Aber dieses Bild hat auch etwas Ergreifendes und Erschütterndes an der Erziehung als Eltern. Das Gefühl, dass die Welt, egal wie wir unsere Kinder dazu erziehen, sich selbst wertzuschätzen oder Schönheit in der Welt zu sehen, nicht immer einen ähnlich liebevollen Blick erwidern wird. Das gilt für viele Eltern, aber noch mehr für viele Eltern schwarzer Kinder – vor allem in den USA, wo uns die Nachrichten regelmäßig daran erinnern, dass wir in einer Gesellschaft leben, die unseren Kindern nicht immer mit Rücksicht begegnet die wir sie sehen oder ihnen beigebracht haben, sich selbst zu sehen.

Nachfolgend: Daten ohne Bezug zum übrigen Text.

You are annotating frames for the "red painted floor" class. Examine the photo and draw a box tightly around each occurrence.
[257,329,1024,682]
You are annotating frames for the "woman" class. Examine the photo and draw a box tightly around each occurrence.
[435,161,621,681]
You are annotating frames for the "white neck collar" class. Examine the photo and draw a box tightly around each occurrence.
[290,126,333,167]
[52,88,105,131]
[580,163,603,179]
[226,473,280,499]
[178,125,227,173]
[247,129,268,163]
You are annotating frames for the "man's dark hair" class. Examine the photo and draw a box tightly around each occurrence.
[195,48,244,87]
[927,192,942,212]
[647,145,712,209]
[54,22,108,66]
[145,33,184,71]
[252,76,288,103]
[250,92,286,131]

Ich liebe die Tatsache, dass McCoy ihre Figuren gesichtslos hält. Die Disziplin besteht darin, sich vorzustellen, jedes Kind als wertvoll zu betrachten und in der Lage zu sein, es zu betreuen, unabhängig davon, wie es aussieht oder zu wem es gehört.

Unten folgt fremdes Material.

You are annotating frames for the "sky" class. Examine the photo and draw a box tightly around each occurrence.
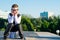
[0,0,60,18]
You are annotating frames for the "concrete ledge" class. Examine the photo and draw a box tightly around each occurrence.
[0,31,60,40]
[0,39,24,40]
[25,37,60,40]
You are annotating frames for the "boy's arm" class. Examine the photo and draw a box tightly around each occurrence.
[15,15,21,24]
[8,14,14,23]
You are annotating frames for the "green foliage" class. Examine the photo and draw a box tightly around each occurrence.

Dieses Gemälde lässt mich auch daran denken, dass wir alle Kinder von irgendjemandem sind. Und es gibt Möglichkeiten, wie wir immer noch die Kinder in uns tragen, die wir waren, die Art und Weise, wie uns beigebracht wurde, in der Welt zu sein, und die Lektionen, die wir im Guten wie im Schlechten von Eltern gelernt haben, die genauso menschlich sind wie wir selbst erwachsen zu sein.

Was wir mit diesen Lehren und Lektionen tun, ist die Erziehung, die wir alle lernen müssen, uns selbst gegenüber zu üben. Manchmal bedeutet das, die Art und Weise, wie wir erzogen wurden, noch einmal zu überdenken und zu erkennen, welche Lektionen, die wir von unseren Eltern gelernt haben, uns jetzt von lebensspendenden Mustern und Beziehungen abhalten. Manchmal bedeutet es, sich an die kraftvollen und positiven Lehren zu erinnern und sie zurückzugewinnen, die uns daran erinnern, wer wir in der Welt sein können, ungeachtet dessen, was die Welt uns vorschlägt oder von uns verlangt.